In typical crypto bro fashion, Theard frames regulation of cryptocurrency securities to “attacks”. He also incorrectly seems to think cryptocurrency doesn’t fall under US securities law.

[1:49:42] Many companies are doing things, that they don’t know for sure, if they’re going to get in trouble. Because America has no crypto regulations in place. They only have (the) SEC.

It’s not, there’s no institution saying, “Hey, we are the crypto regulatory body. And here are the crypto regulations”.

As far as cryptocurrency investment schemes running afoul of US securities law, there doesn’t need to be a “crypto regulatory body” or separate “crypto regulations”.

The US Securities and Exchange Act has been around since 1933. The Howey Test, commonly used to determine an investment contract for the purpose of applying securities law, was a US Supreme Court decision dating back to 1946.

Common-sense aside, the SEC has made it very clear that it doesn’t matter what you use to violate securities law.

Cryptocurrency is just a new vehicle for fraud and, as demonstrated by the increasing number of regulatory lawsuits and DOJ criminal enforcement actions, isn’t exempt from existing US securities law.

The above quote from Theard is from a two hour “truth” video, uploaded to Theard’s Boogie Gopher Club YouTube channel on January 29th, 2024.

Most of the video is Theard rambling on about irrelevant talking points (he doesn’t address CashFlowNFT committing securities fraud), but there are some interesting points to note.

Back in May 2023 BehindMLM reported on investors in Oscar Garcia’s collapsed Batched Ponzi being funneled into CashFlowNFT.
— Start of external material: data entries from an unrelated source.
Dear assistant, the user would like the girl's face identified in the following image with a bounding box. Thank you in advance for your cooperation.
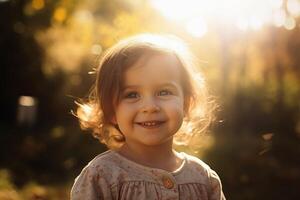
[113,55,184,147]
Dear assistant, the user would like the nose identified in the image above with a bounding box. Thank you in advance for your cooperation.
[142,98,160,113]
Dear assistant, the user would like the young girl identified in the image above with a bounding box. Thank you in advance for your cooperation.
[71,34,225,200]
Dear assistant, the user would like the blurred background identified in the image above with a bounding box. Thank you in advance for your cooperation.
[0,0,300,200]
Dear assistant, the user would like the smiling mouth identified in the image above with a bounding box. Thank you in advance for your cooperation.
[136,121,165,128]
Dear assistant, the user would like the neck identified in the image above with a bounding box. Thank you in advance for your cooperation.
[119,143,182,171]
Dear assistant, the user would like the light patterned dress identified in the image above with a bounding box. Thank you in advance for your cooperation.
[71,150,225,200]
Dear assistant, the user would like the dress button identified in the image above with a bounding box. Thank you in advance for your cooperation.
[162,176,174,189]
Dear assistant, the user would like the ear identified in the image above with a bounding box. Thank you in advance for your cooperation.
[183,97,190,116]
[110,115,118,125]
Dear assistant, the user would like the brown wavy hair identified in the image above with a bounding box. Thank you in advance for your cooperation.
[76,34,213,149]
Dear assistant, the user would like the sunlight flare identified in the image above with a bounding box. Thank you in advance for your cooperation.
[150,0,300,33]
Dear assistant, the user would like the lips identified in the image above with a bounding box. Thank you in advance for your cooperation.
[136,120,165,128]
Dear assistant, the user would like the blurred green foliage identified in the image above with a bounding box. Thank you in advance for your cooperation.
[0,0,300,200]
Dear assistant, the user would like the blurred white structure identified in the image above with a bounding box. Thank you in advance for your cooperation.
[17,96,38,126]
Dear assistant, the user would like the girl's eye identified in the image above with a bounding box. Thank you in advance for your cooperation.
[124,92,139,99]
[158,90,173,96]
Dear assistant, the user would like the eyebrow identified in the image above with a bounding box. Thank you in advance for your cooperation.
[123,82,178,90]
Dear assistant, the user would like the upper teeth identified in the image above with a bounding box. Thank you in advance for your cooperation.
[142,122,156,126]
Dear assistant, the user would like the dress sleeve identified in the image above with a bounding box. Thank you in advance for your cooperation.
[70,166,112,200]
[208,170,226,200]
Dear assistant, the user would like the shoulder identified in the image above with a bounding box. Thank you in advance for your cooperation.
[80,150,119,179]
[182,152,211,172]
[182,153,221,184]
[178,153,225,200]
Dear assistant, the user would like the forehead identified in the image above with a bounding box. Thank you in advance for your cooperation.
[123,54,181,85]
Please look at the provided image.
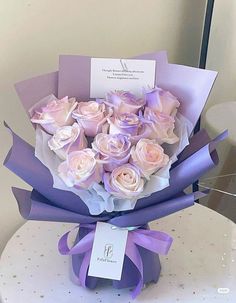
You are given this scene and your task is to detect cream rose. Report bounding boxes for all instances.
[58,148,103,189]
[31,97,77,134]
[143,107,179,144]
[92,133,131,171]
[130,139,169,179]
[103,164,144,199]
[48,123,88,160]
[108,113,141,136]
[72,101,112,137]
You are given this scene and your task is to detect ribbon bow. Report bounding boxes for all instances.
[58,224,173,299]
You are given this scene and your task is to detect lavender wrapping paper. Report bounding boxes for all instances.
[4,52,224,296]
[4,123,223,217]
[71,226,161,289]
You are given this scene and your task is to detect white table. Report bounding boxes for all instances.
[205,101,236,216]
[0,204,236,303]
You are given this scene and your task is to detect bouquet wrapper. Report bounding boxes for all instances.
[4,51,227,298]
[72,225,161,296]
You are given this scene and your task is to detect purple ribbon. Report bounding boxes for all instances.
[58,224,173,299]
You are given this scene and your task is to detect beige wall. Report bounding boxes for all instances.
[0,0,205,250]
[203,0,236,113]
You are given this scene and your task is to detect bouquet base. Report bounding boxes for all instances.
[72,226,161,289]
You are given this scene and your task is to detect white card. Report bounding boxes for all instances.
[88,222,128,280]
[90,58,156,98]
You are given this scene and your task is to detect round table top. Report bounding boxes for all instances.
[205,101,236,145]
[0,204,236,303]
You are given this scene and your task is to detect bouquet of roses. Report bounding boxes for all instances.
[4,52,225,297]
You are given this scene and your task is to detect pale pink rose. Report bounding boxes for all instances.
[31,97,77,134]
[104,90,145,114]
[108,113,141,136]
[143,107,179,144]
[72,101,112,137]
[92,133,131,171]
[48,123,88,160]
[130,139,169,179]
[103,164,144,199]
[144,87,180,116]
[58,148,103,189]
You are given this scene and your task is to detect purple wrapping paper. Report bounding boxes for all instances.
[4,51,226,296]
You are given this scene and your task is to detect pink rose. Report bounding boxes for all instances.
[92,133,131,171]
[145,87,180,116]
[31,97,77,134]
[130,139,169,179]
[108,113,140,136]
[58,148,103,189]
[104,91,145,114]
[72,101,112,137]
[103,164,144,199]
[144,107,179,144]
[48,123,88,160]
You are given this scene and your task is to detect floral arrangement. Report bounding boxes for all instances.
[30,87,191,214]
[4,52,226,298]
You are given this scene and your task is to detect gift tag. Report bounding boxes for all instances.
[88,222,128,280]
[90,58,156,98]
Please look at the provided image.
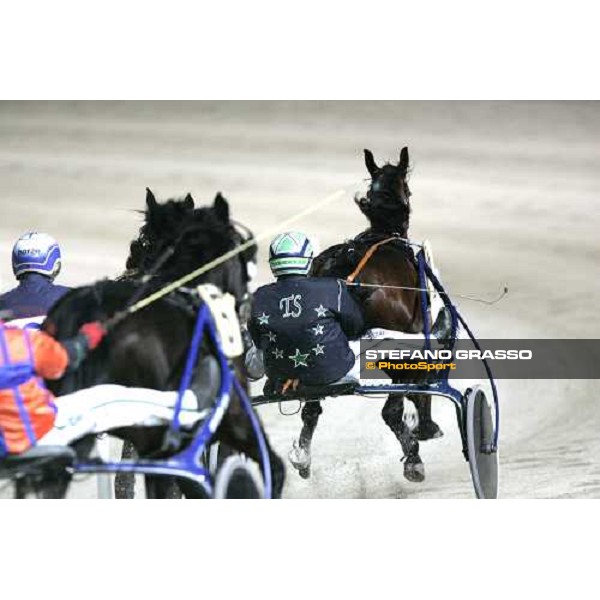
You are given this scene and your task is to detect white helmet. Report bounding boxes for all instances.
[12,231,62,279]
[269,231,314,277]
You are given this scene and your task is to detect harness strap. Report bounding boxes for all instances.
[346,237,398,283]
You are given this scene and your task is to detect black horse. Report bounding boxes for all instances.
[43,190,284,497]
[299,147,442,481]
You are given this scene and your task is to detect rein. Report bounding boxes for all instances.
[346,237,398,284]
[340,279,508,305]
[105,189,345,329]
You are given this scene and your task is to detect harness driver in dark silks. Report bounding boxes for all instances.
[246,231,365,476]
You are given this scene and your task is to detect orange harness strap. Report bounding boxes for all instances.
[346,237,398,283]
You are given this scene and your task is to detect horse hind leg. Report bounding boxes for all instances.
[288,402,323,479]
[407,394,444,442]
[381,394,425,483]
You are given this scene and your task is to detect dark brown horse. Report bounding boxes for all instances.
[299,147,442,481]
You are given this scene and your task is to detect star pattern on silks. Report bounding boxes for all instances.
[288,348,309,369]
[312,344,325,356]
[313,304,327,317]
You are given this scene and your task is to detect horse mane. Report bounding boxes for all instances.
[354,148,411,237]
[126,189,237,283]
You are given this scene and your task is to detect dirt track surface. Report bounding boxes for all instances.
[0,102,600,498]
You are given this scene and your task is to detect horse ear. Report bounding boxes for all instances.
[364,148,379,177]
[183,194,194,210]
[398,146,408,173]
[213,192,229,223]
[146,188,158,210]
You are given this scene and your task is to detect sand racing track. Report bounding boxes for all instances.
[0,102,600,498]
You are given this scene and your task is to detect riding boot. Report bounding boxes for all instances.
[288,402,323,479]
[381,394,425,483]
[408,396,444,442]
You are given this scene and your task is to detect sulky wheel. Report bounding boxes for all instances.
[465,386,498,499]
[215,454,263,499]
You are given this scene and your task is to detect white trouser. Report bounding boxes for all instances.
[38,385,208,446]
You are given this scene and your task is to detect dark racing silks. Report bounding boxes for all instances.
[0,321,68,456]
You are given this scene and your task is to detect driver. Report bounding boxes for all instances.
[0,231,70,319]
[246,231,365,392]
[0,321,106,457]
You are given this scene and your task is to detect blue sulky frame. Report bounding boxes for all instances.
[253,249,500,460]
[74,304,272,498]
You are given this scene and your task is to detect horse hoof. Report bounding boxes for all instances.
[288,442,310,479]
[404,457,425,483]
[415,421,444,442]
[298,465,310,479]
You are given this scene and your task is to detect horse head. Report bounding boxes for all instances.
[355,146,411,237]
[126,189,256,310]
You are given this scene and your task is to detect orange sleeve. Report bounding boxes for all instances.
[30,331,69,379]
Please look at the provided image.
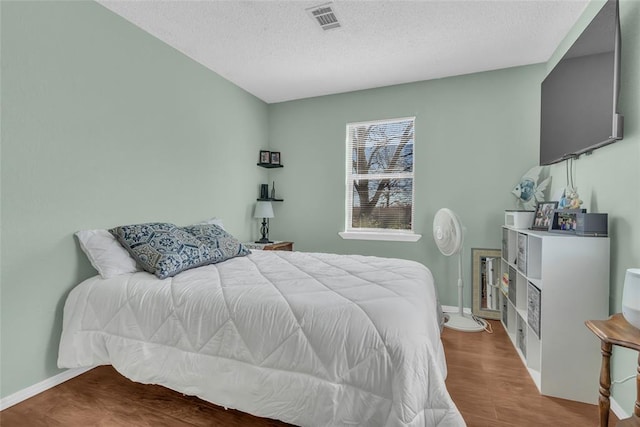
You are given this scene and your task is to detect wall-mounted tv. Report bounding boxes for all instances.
[540,0,623,165]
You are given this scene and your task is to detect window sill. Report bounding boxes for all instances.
[338,231,422,242]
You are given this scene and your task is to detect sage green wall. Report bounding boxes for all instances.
[0,1,268,397]
[547,0,640,415]
[269,65,545,307]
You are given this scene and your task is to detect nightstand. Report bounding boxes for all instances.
[243,242,293,251]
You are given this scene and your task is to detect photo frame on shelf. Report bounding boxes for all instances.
[531,202,558,231]
[271,151,280,165]
[259,150,271,164]
[548,209,587,234]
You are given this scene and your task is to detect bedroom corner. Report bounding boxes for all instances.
[0,1,267,398]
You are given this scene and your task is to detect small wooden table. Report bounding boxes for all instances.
[584,313,640,427]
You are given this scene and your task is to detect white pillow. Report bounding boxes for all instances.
[76,230,140,279]
[197,216,226,231]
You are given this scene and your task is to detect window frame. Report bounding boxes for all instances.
[338,116,422,242]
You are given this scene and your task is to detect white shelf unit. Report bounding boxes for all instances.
[500,226,609,404]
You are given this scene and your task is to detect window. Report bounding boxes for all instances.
[340,117,420,241]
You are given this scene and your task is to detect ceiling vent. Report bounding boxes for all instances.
[307,2,340,31]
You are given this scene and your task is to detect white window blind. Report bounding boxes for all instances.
[345,117,415,234]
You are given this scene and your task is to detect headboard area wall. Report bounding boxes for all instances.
[0,2,268,397]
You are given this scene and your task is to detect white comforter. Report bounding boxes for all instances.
[58,251,464,426]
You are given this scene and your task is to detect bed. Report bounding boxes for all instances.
[58,227,464,426]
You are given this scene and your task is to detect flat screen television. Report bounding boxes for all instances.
[540,0,623,165]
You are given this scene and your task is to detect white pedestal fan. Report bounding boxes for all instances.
[433,208,487,332]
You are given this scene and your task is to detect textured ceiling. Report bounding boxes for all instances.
[99,0,588,103]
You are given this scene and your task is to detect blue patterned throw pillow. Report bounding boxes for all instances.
[182,224,251,263]
[109,223,216,279]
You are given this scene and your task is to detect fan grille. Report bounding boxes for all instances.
[433,208,462,256]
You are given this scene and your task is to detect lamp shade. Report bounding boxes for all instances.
[622,268,640,329]
[253,202,274,218]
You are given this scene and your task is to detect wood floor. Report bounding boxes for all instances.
[0,322,617,427]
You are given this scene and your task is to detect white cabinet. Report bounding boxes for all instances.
[500,226,609,403]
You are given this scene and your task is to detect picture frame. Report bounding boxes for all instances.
[271,151,280,165]
[531,201,558,231]
[259,150,271,164]
[548,209,587,234]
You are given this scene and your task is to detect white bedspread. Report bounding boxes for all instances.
[58,251,464,426]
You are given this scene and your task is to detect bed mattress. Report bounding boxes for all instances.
[58,251,464,426]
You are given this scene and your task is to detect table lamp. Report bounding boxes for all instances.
[253,202,274,243]
[622,268,640,329]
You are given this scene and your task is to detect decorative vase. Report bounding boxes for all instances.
[622,268,640,329]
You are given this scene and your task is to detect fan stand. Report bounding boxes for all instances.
[444,250,487,332]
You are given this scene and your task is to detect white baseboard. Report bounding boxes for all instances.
[442,305,471,314]
[0,366,94,411]
[609,398,631,420]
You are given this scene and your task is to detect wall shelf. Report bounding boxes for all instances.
[256,163,284,169]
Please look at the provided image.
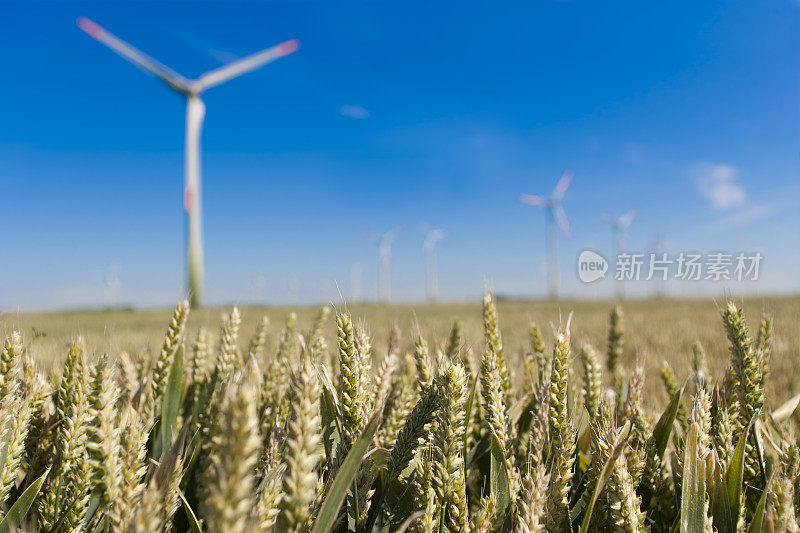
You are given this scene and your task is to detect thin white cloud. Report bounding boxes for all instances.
[692,163,747,210]
[339,105,369,119]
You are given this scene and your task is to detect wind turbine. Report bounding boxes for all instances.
[420,223,447,302]
[519,170,573,300]
[365,226,403,302]
[78,17,299,307]
[600,209,636,298]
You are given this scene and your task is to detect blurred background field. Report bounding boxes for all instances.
[0,297,800,407]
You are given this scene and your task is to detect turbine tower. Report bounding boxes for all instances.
[366,226,402,302]
[519,170,573,300]
[78,17,299,307]
[600,209,636,298]
[420,223,447,302]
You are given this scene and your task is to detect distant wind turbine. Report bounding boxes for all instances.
[364,226,403,302]
[519,170,573,300]
[420,223,447,302]
[600,209,636,298]
[78,17,299,307]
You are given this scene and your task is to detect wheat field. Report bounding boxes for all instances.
[0,294,800,532]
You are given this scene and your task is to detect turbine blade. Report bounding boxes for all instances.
[553,204,572,238]
[78,17,189,93]
[552,170,574,200]
[619,209,636,228]
[195,39,300,91]
[519,194,545,206]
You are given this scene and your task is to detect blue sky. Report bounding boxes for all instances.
[0,0,800,309]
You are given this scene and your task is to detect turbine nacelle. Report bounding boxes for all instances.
[78,17,300,96]
[519,170,574,238]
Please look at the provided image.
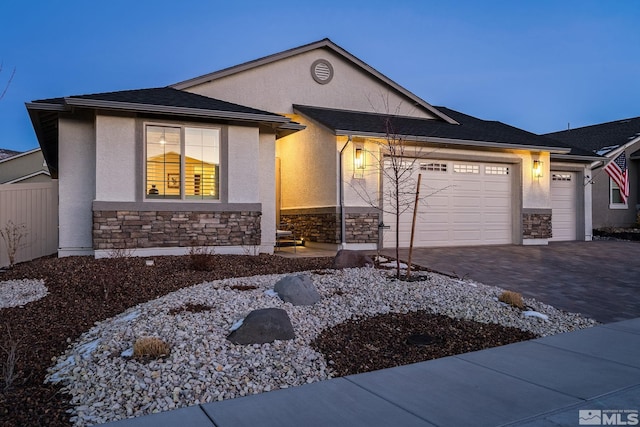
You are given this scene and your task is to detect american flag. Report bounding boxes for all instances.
[604,151,629,203]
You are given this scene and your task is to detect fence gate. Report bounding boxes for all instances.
[0,180,58,267]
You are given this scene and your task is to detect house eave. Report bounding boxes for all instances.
[64,98,290,123]
[335,129,571,154]
[551,153,603,163]
[169,38,459,125]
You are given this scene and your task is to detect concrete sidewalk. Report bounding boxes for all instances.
[101,318,640,427]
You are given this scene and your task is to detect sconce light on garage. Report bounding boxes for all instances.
[532,160,544,179]
[353,145,367,178]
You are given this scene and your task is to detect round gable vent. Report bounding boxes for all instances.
[311,59,333,85]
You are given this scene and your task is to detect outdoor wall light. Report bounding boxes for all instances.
[532,160,544,179]
[353,146,367,178]
[353,147,365,169]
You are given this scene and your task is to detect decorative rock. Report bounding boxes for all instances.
[273,274,321,305]
[227,308,295,345]
[331,249,373,269]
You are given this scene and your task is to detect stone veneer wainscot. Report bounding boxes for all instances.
[93,210,261,250]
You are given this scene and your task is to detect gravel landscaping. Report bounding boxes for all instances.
[0,255,595,426]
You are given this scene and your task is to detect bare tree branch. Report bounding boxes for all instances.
[0,62,16,99]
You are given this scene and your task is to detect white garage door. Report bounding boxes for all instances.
[383,159,512,247]
[549,171,576,241]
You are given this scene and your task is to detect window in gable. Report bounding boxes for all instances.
[145,125,220,200]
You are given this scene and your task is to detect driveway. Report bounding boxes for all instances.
[383,240,640,323]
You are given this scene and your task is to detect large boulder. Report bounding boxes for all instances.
[273,274,322,305]
[227,308,295,344]
[332,249,373,269]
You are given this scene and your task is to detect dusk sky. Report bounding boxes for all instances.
[0,0,640,151]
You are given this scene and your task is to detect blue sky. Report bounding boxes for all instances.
[0,0,640,151]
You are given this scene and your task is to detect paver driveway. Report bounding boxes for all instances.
[383,240,640,323]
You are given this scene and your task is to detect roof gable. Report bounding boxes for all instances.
[171,38,456,123]
[544,117,640,154]
[294,105,588,154]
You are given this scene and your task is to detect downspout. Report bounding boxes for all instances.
[338,135,351,249]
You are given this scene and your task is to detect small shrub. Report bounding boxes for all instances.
[0,220,28,267]
[133,337,171,359]
[0,325,18,392]
[498,291,524,310]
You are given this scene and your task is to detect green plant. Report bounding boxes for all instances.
[498,291,524,310]
[133,337,171,359]
[0,220,28,267]
[0,325,18,391]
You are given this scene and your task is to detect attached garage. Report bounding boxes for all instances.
[383,159,513,247]
[549,171,577,241]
Since then things have fallen apart.

Theard now refers to Garcia (right) as “the biggest scammer I’ve ever met”. Both parties are claiming the other side doesn’t have what they represented they did.

In his own words, this is Garcia’s take on the failed deal;

[20:20] So I got involved like many investors, where I was introduced to Micah and they promised me and they told me they had several things already in place.

I was contracted to make all their stuff look phenomenal. And a lot of people got really excited when I started working for the first 90 days.

But after that I found out really quickly that a lot of things that they promised was just lies. And I’m fulfilling people’s… I’m fulfilling my contract more than anything else.

Here’s Theard’s version of events;

[17:24] We did a contract with Oscar to purchase technology from him. He also got sort of a consultancy agreement with us, to consult.

And so that was for $10,000 a month, which was really about UI, UX, helping us with websites.

Then there was, y’know, a um, certain amount of money for buying his technology. Which means that it would have to be worth money and it would have to be technology.

Not like a front-end website. Not some kind of … basically front-end user experience, front-end whatever. It was technology called nodes, that would do something.  That had a function, validating transactions – which he ended up not having.

Theard also reiterates CashFlowNFT’s MetaTerra virtual shares scheme.

[1:10:12] That is something that I said on a video call. I said, “Hey we’ll call them Nasdaq Filing Tokens.” Right?

That is not the actual definition, because they do not actually exist. What exists is MetaTerra shares.

That’s what they’re getting, so it doesn’t matter what was said. It was kind of a “pun joke”.

Because people were saying that we sold NFTs to American investors. Not true. What we sold was shares. What they’re getting is shares.

The other tidbit worth noting from Theard’s video is Theard claiming Ofinans OU, an Estonian shell company ties to CashFlowNFT, lost its Estonian virtual currency license in 2021 because it stopped paying fees.

Theard doesn’t explain why fees weren’t paid. He also doesn’t address why, in November 2023, Miracle Pay (another company tied to CashFlowNFT), to this day still references the suspended license number on its website.

Oh and apparently Garcia has sued CashFlowNFT and Theard. And Theard reckons he has or is about to sue Garcia back in kind.

Unfortunately, at least as far as Garcia’s lawsuit goes, these are state filings and I don’t have access to them.